Two of Denmark’s labour-market pensions institutions have joined forces with an asset manager and an ESG engagement provider to press multinational companies to take a more responsible approach to tax.

In an announcement yesterday, Sampension said it was involved in a new engagement project around the issue in conjunction with several institutional investors and asset managers including pension fund PBU, Nordea Asset Management and C. L. Davids Foundation & Collection – a private foundation that owns an art museum in Copenhagen.

The project is being coordinated by Danish engagement company Engagement International, which Sampension said had conducted analysis showing that 24% of the 206 listed IT/tech companies in the MSCI World index on average had paid less than 15% of profits in tax for the past three years, “without a good explanation”.

The research showed 28% of the companies had paid no or limited corporation tax because they had a deficit in one or more of the years 2019, 2020 and 2021, Sampension said.

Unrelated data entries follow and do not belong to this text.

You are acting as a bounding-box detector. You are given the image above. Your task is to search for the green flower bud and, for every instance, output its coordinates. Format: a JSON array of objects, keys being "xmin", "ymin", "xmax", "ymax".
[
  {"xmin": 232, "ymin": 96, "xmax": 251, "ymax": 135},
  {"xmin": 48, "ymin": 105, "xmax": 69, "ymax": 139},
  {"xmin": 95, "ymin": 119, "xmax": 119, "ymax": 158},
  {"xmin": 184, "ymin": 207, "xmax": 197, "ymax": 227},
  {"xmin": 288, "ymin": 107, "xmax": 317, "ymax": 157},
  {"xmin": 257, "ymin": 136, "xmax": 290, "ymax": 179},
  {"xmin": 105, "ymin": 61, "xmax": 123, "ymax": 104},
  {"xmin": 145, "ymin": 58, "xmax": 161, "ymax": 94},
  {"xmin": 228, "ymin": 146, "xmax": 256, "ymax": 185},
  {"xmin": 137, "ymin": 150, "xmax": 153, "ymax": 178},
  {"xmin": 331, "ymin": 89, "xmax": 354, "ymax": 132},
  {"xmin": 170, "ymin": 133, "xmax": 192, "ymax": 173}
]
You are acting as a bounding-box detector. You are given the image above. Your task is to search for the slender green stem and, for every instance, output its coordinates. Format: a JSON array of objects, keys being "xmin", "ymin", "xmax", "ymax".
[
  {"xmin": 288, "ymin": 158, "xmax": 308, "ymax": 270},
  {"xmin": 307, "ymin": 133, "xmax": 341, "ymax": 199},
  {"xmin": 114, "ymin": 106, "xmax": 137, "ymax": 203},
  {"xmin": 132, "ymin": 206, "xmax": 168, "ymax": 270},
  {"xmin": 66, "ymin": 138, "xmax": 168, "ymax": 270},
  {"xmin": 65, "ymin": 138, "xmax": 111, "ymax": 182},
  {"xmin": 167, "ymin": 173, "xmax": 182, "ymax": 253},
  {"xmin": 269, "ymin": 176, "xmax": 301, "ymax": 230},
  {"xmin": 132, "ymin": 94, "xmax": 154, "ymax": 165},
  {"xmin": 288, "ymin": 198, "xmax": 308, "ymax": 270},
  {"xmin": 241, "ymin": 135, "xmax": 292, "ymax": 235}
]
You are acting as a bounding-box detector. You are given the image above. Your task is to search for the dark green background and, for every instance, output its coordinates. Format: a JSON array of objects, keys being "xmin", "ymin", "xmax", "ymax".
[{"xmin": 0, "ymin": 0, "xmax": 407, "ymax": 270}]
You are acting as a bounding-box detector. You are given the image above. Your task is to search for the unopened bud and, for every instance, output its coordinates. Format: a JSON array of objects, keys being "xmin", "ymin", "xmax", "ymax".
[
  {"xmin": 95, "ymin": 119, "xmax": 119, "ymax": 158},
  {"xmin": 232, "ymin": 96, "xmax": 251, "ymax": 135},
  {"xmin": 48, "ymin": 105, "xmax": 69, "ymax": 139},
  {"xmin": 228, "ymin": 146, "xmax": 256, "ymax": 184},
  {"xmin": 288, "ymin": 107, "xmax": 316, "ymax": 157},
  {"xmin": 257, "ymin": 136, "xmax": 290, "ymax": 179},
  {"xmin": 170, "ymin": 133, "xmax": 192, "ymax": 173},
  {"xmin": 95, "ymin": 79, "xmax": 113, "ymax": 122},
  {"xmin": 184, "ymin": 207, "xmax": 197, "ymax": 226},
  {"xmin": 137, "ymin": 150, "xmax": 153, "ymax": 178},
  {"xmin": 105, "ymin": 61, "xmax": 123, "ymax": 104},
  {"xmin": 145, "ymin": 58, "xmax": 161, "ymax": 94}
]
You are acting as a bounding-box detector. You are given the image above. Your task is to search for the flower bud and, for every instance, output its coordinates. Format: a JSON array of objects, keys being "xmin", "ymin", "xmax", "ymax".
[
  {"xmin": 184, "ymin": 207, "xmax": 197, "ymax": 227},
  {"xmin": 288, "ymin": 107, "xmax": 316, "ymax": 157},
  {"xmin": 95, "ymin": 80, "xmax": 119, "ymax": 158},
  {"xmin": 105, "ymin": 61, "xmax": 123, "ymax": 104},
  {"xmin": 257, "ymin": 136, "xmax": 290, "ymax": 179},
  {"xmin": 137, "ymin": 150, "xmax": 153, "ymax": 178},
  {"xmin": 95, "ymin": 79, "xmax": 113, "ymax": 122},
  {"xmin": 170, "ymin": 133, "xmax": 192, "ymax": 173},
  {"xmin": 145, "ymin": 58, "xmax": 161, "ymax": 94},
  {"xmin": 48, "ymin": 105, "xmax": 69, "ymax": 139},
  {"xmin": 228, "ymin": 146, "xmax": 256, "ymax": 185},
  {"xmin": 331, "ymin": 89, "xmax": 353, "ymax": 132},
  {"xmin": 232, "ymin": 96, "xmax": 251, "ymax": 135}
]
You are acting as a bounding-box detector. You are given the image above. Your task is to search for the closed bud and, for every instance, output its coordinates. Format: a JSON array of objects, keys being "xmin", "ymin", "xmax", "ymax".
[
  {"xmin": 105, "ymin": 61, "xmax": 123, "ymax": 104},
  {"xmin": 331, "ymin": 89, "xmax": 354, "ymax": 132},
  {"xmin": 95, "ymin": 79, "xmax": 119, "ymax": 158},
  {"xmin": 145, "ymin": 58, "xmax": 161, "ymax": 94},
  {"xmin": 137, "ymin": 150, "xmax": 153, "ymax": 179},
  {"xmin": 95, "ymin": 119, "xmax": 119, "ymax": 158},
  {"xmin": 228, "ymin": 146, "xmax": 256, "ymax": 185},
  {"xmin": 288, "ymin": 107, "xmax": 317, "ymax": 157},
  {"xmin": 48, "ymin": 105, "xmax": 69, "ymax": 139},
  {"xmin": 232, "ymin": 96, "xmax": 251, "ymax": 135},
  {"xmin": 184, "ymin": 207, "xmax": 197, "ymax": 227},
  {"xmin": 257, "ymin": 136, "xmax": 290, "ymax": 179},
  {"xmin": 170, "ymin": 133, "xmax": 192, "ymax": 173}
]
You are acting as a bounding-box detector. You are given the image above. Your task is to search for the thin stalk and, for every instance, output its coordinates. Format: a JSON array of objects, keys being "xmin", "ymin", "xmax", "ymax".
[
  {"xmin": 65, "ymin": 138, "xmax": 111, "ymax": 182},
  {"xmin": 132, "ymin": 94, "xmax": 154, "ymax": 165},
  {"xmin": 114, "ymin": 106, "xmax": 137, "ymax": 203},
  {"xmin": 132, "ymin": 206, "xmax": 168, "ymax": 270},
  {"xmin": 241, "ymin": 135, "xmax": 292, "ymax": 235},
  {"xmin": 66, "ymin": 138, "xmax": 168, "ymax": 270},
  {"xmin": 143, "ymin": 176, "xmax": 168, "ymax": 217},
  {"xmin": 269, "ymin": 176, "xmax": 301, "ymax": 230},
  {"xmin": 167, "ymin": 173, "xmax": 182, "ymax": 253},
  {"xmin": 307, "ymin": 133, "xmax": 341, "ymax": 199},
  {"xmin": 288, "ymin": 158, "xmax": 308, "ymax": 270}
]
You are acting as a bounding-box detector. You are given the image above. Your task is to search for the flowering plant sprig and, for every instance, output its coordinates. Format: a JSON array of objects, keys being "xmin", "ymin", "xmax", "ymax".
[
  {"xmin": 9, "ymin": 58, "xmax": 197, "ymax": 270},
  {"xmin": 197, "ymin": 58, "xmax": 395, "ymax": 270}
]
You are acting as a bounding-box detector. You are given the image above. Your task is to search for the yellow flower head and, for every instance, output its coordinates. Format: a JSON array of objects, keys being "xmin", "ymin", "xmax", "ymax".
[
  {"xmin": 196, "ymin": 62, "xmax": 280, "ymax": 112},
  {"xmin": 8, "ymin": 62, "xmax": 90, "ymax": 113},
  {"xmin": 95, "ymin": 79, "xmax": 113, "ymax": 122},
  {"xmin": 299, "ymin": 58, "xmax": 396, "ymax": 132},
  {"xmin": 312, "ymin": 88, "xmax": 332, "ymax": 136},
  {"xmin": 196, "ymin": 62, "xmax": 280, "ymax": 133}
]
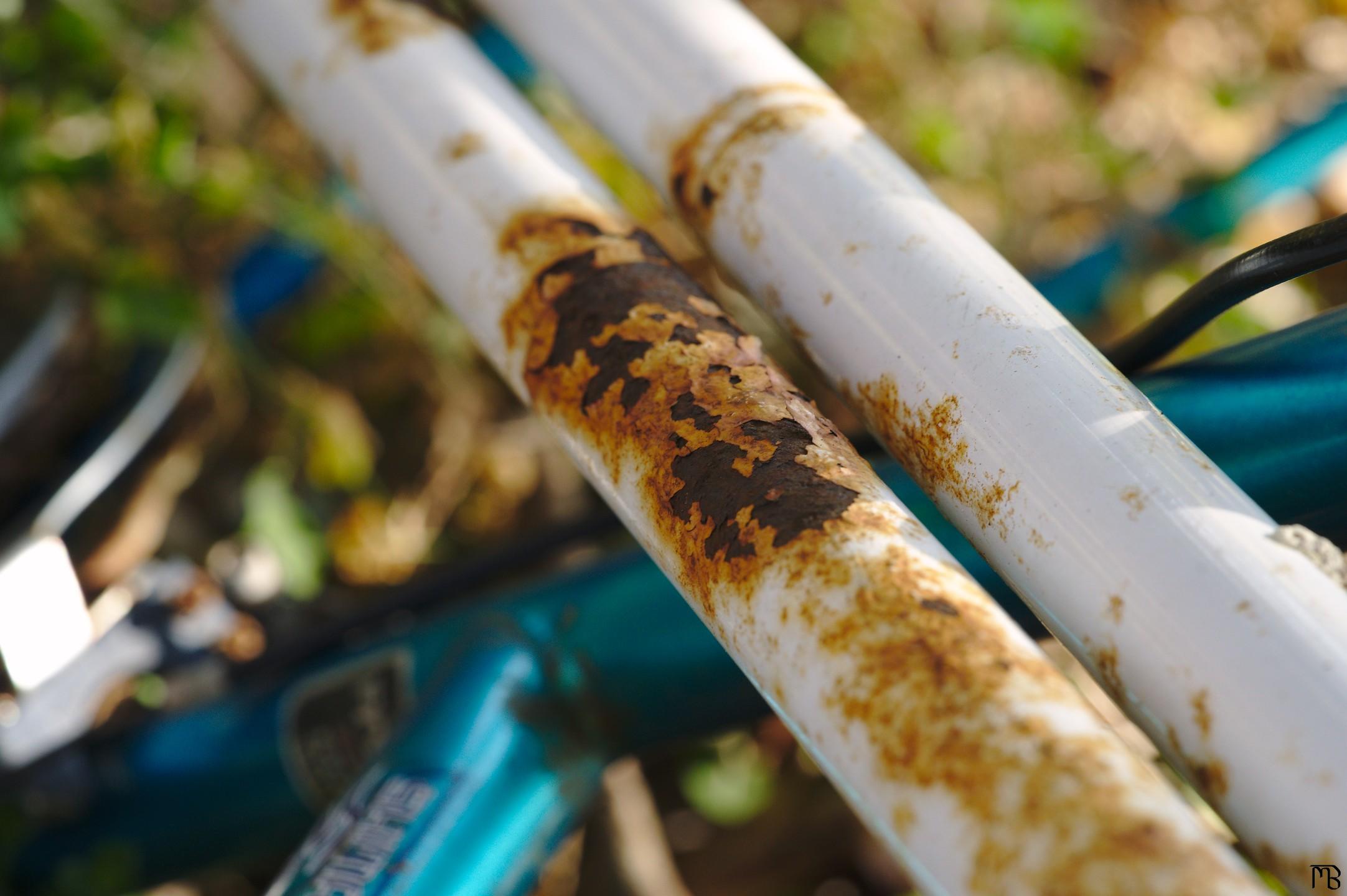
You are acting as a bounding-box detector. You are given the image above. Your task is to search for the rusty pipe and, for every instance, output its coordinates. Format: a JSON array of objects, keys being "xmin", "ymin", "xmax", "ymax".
[
  {"xmin": 479, "ymin": 0, "xmax": 1347, "ymax": 890},
  {"xmin": 214, "ymin": 0, "xmax": 1262, "ymax": 896}
]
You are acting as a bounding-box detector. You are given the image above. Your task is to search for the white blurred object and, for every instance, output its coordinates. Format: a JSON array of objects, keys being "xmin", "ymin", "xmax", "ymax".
[{"xmin": 0, "ymin": 535, "xmax": 93, "ymax": 691}]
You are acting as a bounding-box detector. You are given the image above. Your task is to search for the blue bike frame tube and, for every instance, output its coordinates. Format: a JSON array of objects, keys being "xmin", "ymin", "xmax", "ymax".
[
  {"xmin": 16, "ymin": 309, "xmax": 1347, "ymax": 894},
  {"xmin": 16, "ymin": 309, "xmax": 1347, "ymax": 894},
  {"xmin": 270, "ymin": 625, "xmax": 606, "ymax": 896}
]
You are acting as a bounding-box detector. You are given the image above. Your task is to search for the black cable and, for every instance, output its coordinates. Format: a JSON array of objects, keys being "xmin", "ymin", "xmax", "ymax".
[{"xmin": 1104, "ymin": 214, "xmax": 1347, "ymax": 373}]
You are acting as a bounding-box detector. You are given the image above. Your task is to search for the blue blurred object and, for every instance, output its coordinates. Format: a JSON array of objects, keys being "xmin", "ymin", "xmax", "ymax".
[
  {"xmin": 471, "ymin": 20, "xmax": 537, "ymax": 90},
  {"xmin": 228, "ymin": 233, "xmax": 325, "ymax": 330},
  {"xmin": 272, "ymin": 627, "xmax": 609, "ymax": 896}
]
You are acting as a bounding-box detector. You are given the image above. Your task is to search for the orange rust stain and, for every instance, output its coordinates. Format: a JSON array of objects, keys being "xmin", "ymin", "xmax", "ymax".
[
  {"xmin": 1094, "ymin": 644, "xmax": 1127, "ymax": 703},
  {"xmin": 501, "ymin": 205, "xmax": 1235, "ymax": 896},
  {"xmin": 781, "ymin": 314, "xmax": 810, "ymax": 345},
  {"xmin": 850, "ymin": 375, "xmax": 1020, "ymax": 538},
  {"xmin": 1192, "ymin": 687, "xmax": 1211, "ymax": 740},
  {"xmin": 327, "ymin": 0, "xmax": 446, "ymax": 54},
  {"xmin": 670, "ymin": 82, "xmax": 837, "ymax": 229},
  {"xmin": 1249, "ymin": 841, "xmax": 1339, "ymax": 889},
  {"xmin": 810, "ymin": 548, "xmax": 1237, "ymax": 896},
  {"xmin": 1109, "ymin": 594, "xmax": 1124, "ymax": 625},
  {"xmin": 439, "ymin": 131, "xmax": 486, "ymax": 162},
  {"xmin": 1118, "ymin": 485, "xmax": 1147, "ymax": 519},
  {"xmin": 338, "ymin": 152, "xmax": 360, "ymax": 187},
  {"xmin": 500, "ymin": 212, "xmax": 873, "ymax": 618},
  {"xmin": 1166, "ymin": 718, "xmax": 1230, "ymax": 807}
]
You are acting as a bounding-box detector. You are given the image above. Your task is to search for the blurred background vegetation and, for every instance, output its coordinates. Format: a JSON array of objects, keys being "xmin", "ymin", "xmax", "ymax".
[{"xmin": 0, "ymin": 0, "xmax": 1347, "ymax": 896}]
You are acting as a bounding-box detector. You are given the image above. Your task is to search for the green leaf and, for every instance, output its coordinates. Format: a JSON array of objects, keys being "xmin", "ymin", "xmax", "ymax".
[
  {"xmin": 679, "ymin": 734, "xmax": 776, "ymax": 826},
  {"xmin": 243, "ymin": 458, "xmax": 327, "ymax": 600},
  {"xmin": 1000, "ymin": 0, "xmax": 1095, "ymax": 68},
  {"xmin": 94, "ymin": 278, "xmax": 200, "ymax": 342}
]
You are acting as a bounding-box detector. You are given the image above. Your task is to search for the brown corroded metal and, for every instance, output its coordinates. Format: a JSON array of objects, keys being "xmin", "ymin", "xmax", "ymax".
[
  {"xmin": 501, "ymin": 213, "xmax": 1247, "ymax": 896},
  {"xmin": 327, "ymin": 0, "xmax": 443, "ymax": 54}
]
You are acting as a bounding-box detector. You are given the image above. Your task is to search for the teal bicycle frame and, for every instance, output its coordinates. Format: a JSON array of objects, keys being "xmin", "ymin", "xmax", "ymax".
[{"xmin": 12, "ymin": 19, "xmax": 1347, "ymax": 896}]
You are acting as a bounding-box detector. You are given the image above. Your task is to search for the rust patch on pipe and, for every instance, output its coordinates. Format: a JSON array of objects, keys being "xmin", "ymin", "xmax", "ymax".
[
  {"xmin": 1118, "ymin": 485, "xmax": 1147, "ymax": 519},
  {"xmin": 1092, "ymin": 645, "xmax": 1127, "ymax": 703},
  {"xmin": 815, "ymin": 548, "xmax": 1245, "ymax": 896},
  {"xmin": 1166, "ymin": 725, "xmax": 1230, "ymax": 806},
  {"xmin": 1192, "ymin": 687, "xmax": 1211, "ymax": 740},
  {"xmin": 670, "ymin": 82, "xmax": 839, "ymax": 230},
  {"xmin": 501, "ymin": 213, "xmax": 868, "ymax": 616},
  {"xmin": 1249, "ymin": 842, "xmax": 1339, "ymax": 889},
  {"xmin": 327, "ymin": 0, "xmax": 444, "ymax": 54},
  {"xmin": 439, "ymin": 131, "xmax": 486, "ymax": 162},
  {"xmin": 501, "ymin": 212, "xmax": 1255, "ymax": 896},
  {"xmin": 1109, "ymin": 594, "xmax": 1126, "ymax": 625},
  {"xmin": 843, "ymin": 375, "xmax": 1013, "ymax": 533}
]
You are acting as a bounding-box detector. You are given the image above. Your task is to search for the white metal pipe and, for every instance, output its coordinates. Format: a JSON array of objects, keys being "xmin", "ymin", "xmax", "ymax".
[
  {"xmin": 479, "ymin": 0, "xmax": 1347, "ymax": 888},
  {"xmin": 214, "ymin": 0, "xmax": 1262, "ymax": 896}
]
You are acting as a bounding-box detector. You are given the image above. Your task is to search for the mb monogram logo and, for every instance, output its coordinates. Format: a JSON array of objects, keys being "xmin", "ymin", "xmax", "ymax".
[{"xmin": 1309, "ymin": 865, "xmax": 1343, "ymax": 889}]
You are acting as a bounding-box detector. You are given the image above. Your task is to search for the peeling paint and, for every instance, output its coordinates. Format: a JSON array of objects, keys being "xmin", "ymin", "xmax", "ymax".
[
  {"xmin": 1109, "ymin": 594, "xmax": 1126, "ymax": 625},
  {"xmin": 327, "ymin": 0, "xmax": 446, "ymax": 54},
  {"xmin": 501, "ymin": 207, "xmax": 1260, "ymax": 896},
  {"xmin": 439, "ymin": 131, "xmax": 486, "ymax": 162},
  {"xmin": 502, "ymin": 210, "xmax": 869, "ymax": 616},
  {"xmin": 670, "ymin": 83, "xmax": 840, "ymax": 229}
]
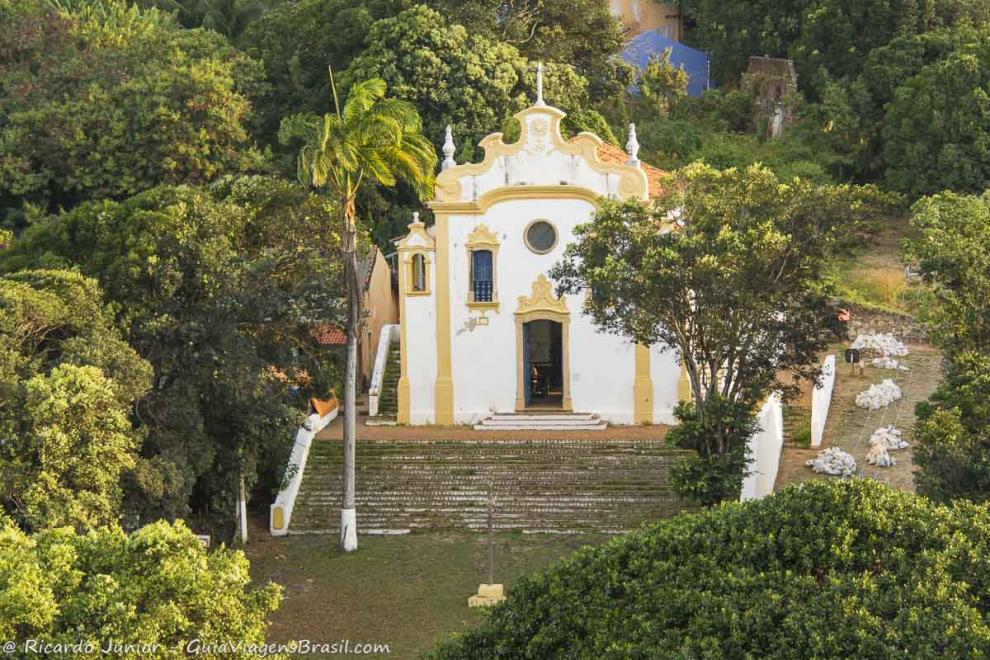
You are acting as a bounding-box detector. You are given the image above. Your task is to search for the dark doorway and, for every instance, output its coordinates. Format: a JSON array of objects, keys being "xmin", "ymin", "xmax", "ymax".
[{"xmin": 522, "ymin": 320, "xmax": 564, "ymax": 408}]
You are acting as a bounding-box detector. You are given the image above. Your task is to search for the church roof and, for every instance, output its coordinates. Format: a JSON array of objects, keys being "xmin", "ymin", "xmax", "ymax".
[{"xmin": 584, "ymin": 138, "xmax": 667, "ymax": 199}]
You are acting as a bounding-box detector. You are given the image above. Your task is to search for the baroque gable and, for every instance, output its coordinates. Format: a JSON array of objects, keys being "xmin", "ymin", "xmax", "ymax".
[{"xmin": 431, "ymin": 104, "xmax": 649, "ymax": 211}]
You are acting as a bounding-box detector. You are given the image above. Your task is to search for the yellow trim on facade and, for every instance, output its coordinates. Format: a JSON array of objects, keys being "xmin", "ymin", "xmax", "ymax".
[
  {"xmin": 395, "ymin": 242, "xmax": 410, "ymax": 424},
  {"xmin": 396, "ymin": 213, "xmax": 436, "ymax": 424},
  {"xmin": 516, "ymin": 273, "xmax": 574, "ymax": 410},
  {"xmin": 436, "ymin": 106, "xmax": 649, "ymax": 203},
  {"xmin": 464, "ymin": 223, "xmax": 499, "ymax": 311},
  {"xmin": 401, "ymin": 248, "xmax": 433, "ymax": 296},
  {"xmin": 434, "ymin": 213, "xmax": 454, "ymax": 426},
  {"xmin": 633, "ymin": 344, "xmax": 653, "ymax": 424}
]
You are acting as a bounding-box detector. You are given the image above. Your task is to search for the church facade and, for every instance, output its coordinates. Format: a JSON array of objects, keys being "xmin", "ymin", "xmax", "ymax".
[{"xmin": 397, "ymin": 87, "xmax": 687, "ymax": 425}]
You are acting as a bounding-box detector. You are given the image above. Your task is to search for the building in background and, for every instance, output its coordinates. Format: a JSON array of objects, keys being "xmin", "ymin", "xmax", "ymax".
[{"xmin": 609, "ymin": 0, "xmax": 681, "ymax": 41}]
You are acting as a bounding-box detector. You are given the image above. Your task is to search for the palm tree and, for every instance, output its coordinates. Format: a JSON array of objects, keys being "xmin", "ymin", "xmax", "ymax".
[{"xmin": 279, "ymin": 71, "xmax": 437, "ymax": 551}]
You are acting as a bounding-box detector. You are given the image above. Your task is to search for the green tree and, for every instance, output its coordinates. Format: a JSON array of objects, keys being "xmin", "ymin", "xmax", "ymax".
[
  {"xmin": 0, "ymin": 364, "xmax": 137, "ymax": 529},
  {"xmin": 0, "ymin": 0, "xmax": 261, "ymax": 219},
  {"xmin": 639, "ymin": 48, "xmax": 688, "ymax": 116},
  {"xmin": 0, "ymin": 177, "xmax": 345, "ymax": 532},
  {"xmin": 684, "ymin": 0, "xmax": 990, "ymax": 93},
  {"xmin": 0, "ymin": 271, "xmax": 151, "ymax": 529},
  {"xmin": 434, "ymin": 479, "xmax": 990, "ymax": 660},
  {"xmin": 907, "ymin": 193, "xmax": 990, "ymax": 502},
  {"xmin": 427, "ymin": 0, "xmax": 633, "ymax": 102},
  {"xmin": 240, "ymin": 0, "xmax": 412, "ymax": 143},
  {"xmin": 279, "ymin": 78, "xmax": 437, "ymax": 551},
  {"xmin": 341, "ymin": 6, "xmax": 588, "ymax": 160},
  {"xmin": 551, "ymin": 164, "xmax": 882, "ymax": 502},
  {"xmin": 0, "ymin": 518, "xmax": 281, "ymax": 658},
  {"xmin": 881, "ymin": 32, "xmax": 990, "ymax": 197}
]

The pensions manager said that of the largest listed pharma, biotechnology, mining, oil and gas companies in the index, 17% had contributed less than 15% of their earnings in taxes over those three years.

Jacob Ehlerth Jørgensen, head of ESG at Sampension, said: “We attach great importance to the companies we invest in acting responsibly, which also applies in the area of taxation.”

Companies had to contribute to the society they were part of, he said.

“This applies both to paying a fair tax and, for example, not using structures that reduce tax in clear contradiction of the intentions of the law,” Ehlerth Jørgensen said, adding that it was also about firms being generally open about the tax they paid.

At PBU, the pension fund which covers early-childhood educators and other workers in Denmark, ESG chief Rasmus Juhl Pedersen said: ”While corporate tax has previously been regarded as primary a political and legal field, there is now a clear tendency for more and more international investors to view responsible tax payment as a new area of ESG in line with anti-corruption and bribery, for example.

“That means it’s more about responsible values and transparency than about black-and-white rules in tax legislation, which are acceptable as long as they are not outright illegal,” he said.

On behalf of the investors and asset managers, Engagement International is currently talking to 16 companies in the IT and tech, mining, oil and gas, pharma and biotechnology sectors, Sampension said.